Other researchers (e.g., George Romanes, 1848-1894) took up the study of animal behavior. A long line of animal research ensued; it was picked up by early American psychologists such as Thorndike and Watson. This early animal research was fundamental for much of American psychology through the mid-20th Century, with particular impact on the psychology of learning, behaviorism, and later, the development of behavior modification and behavior therapy in clinical psychology.
Edwin Boring (1950), the preeminent historian of experimental psychology, discussed how Darwin's interest in the inheritance of mental abilities substantially influenced early 20th Century psychology. Darwin's interest stimulated Francis Galton to his own far-reaching research on mental abilities, their distribution in the population, and the inheritance of mental capacities. Galton and others were to develop the central notion of "studying individual differences in mental capacities and of psychological assessment by means of mental tests" (Boring, pg. 472). It is no stretch to assert that the psychological testing movement was stimulated largely by Darwin-Wallace.
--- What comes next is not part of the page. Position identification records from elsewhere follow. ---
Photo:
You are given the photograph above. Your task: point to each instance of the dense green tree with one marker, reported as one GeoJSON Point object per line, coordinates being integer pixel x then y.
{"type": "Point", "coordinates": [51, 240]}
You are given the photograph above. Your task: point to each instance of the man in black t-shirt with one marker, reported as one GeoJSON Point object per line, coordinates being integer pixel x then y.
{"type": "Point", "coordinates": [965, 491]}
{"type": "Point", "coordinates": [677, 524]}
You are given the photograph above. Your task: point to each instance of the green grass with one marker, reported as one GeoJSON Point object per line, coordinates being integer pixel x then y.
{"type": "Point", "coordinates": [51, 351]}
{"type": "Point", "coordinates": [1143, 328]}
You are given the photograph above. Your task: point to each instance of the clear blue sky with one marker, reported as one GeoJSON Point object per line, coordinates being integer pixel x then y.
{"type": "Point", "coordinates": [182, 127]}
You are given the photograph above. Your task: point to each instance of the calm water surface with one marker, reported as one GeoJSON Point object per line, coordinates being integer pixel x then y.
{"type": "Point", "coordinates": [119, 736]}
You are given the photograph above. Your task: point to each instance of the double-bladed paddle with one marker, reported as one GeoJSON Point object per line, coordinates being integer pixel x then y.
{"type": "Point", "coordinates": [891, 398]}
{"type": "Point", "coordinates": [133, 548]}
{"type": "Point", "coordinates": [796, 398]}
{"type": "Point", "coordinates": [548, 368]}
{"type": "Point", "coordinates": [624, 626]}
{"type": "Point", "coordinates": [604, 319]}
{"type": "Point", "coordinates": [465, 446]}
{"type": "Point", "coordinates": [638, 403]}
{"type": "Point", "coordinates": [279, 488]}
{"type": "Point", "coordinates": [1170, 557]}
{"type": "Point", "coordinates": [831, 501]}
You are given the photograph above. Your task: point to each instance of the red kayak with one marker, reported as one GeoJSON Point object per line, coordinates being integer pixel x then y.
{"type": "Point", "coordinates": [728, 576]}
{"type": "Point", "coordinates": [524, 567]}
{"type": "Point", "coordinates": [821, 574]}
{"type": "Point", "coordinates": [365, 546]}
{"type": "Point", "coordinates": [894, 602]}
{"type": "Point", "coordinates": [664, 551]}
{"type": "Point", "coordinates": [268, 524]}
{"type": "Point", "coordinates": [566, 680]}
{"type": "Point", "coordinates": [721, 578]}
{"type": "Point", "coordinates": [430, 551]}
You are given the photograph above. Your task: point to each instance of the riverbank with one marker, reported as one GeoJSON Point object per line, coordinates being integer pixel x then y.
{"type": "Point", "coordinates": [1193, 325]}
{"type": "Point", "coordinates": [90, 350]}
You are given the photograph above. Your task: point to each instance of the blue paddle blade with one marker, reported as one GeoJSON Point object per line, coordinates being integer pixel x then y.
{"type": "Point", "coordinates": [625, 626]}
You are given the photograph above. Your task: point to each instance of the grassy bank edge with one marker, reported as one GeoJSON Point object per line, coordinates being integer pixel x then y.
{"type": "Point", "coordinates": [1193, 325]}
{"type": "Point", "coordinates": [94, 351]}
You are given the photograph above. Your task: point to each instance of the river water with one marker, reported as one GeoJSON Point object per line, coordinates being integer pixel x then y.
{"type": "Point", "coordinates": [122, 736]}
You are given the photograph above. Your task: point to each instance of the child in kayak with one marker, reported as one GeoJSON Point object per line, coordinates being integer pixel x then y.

In this movement, the notion of naturally-occurring intra-species variability, as observed by Darwin and Wallace, is a central concept not only in clinical and educational testing, but in all of psychological research. Individual variability is a fact of life. It is variability that allows us to draw population inferences from experiments and to develop normative bases for comparing individuals with one another.
As a final point, we note Boring's assertion that American psychology took a very different form--functionalism--from European psychology. Much of American functional psychology in the first half of the twentieth century focused upon the "assessment of personal capacities in the successful adjustment of the individual to his environment" (Boring, 1950, p. 507). Boring's thesis states that, because the United States so avidly took to ideas of evolution, intra-species variability, and natural selection, it was inevitable that Americans developed "a psychology of adaptation and survival value" (Boring, pg. 507).